NYC Parks Commissioner Mitchell J. Silver, FAICP, today joined United States Army Corps of Engineers Colonel Paul E. Owen, Bronx Deputy Borough President Aurelia Greene, NY State Assemblyman Marcos Crespo, Bronx Community Board 9 District Manager Francisco Gonzalez, and DEP Commissioner Emily Lloyd’s Senior Advisor Marianna Koval to cut the ribbon celebrating the completion of the more than $9 million Soundview Park Salt Marsh Restoration Project.

“Salt marshes are ecologically and historically significant to New York City,” said NYC Parks Commissioner Mitchell J. Silver, FAICP. “The restoration of the salt marsh at Soundview Park will not only provide a haven for a diversity of wildlife but will also act as a natural filtration system to trap pollutants that could contaminate our bays and oceans. Special thanks to all of our partners at the federal, state, and city levels of government for partnering with us on this important project."

“The successful restoration of the salt marsh wetlands is just one of the many success stories of the revitalization of the entire 205 acre Soundview Park which will provide for improved access and overall increased enjoyment for the entire community,” stated Secretary of State Cesar A. Perales. “This restoration will not only result in increased biodiversity, and enhanced quantity and quality of habitat but will also help improve New York City’s vital water resources. The State government is pleased to continue to fund these types of transformative projects.”
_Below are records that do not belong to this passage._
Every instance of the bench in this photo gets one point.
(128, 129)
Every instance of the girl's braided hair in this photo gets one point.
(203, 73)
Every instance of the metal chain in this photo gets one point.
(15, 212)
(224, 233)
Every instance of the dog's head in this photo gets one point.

This project was made possible through a cost-sharing partnership of federal, state, and local agencies. Support from Congressman Joseph Crowley and Congressman José E. Serrano helped secure $4.5 million from the U.S. Army Corps of Engineers. $2.19 million in funding was provided by a water quality improvement grant under the Clear Water/Clear Air Bond Act from the New York State Department of State, and $2.19 million was provided through the NYC Department of Environmental Protection and the Municipal Water Finance Authority in connection with the construction of the Croton Water Filtration Facility. In addition, over $1 million of mitigation funding was provided by the NYC Department of Sanitation

Soundview Park is a 205 acre park at the mouth of the Bronx River constructed on a former landfill. Approximately 40 acres of the Park was once open water and about 80 acres were part of a vast salt marsh system that developed on outwash material deposited at the mouth of the Bronx River where it entered the East River.

The Soundview Park Salt Marsh Ecological Restoration Project restored approximately 3.5 acres of salt marsh and associated coastal scrub shrub by excavating up to 12 feet of landfill and adding clean material, which returned the area to appropriate salt marsh elevations. This project also restored 13 acres of upland forest and meadow and improved an additional 2 acres of upland.

The goal of the restoration was to restore aquatic ecosystem resources and adjacent upland habitat in southern Soundview Park. This has contributed to improved water quality by increasing the area of functional salt marsh that can remove nutrients from the water column, trap sediment, and provide habitat for wetland dependent fish and wildlife.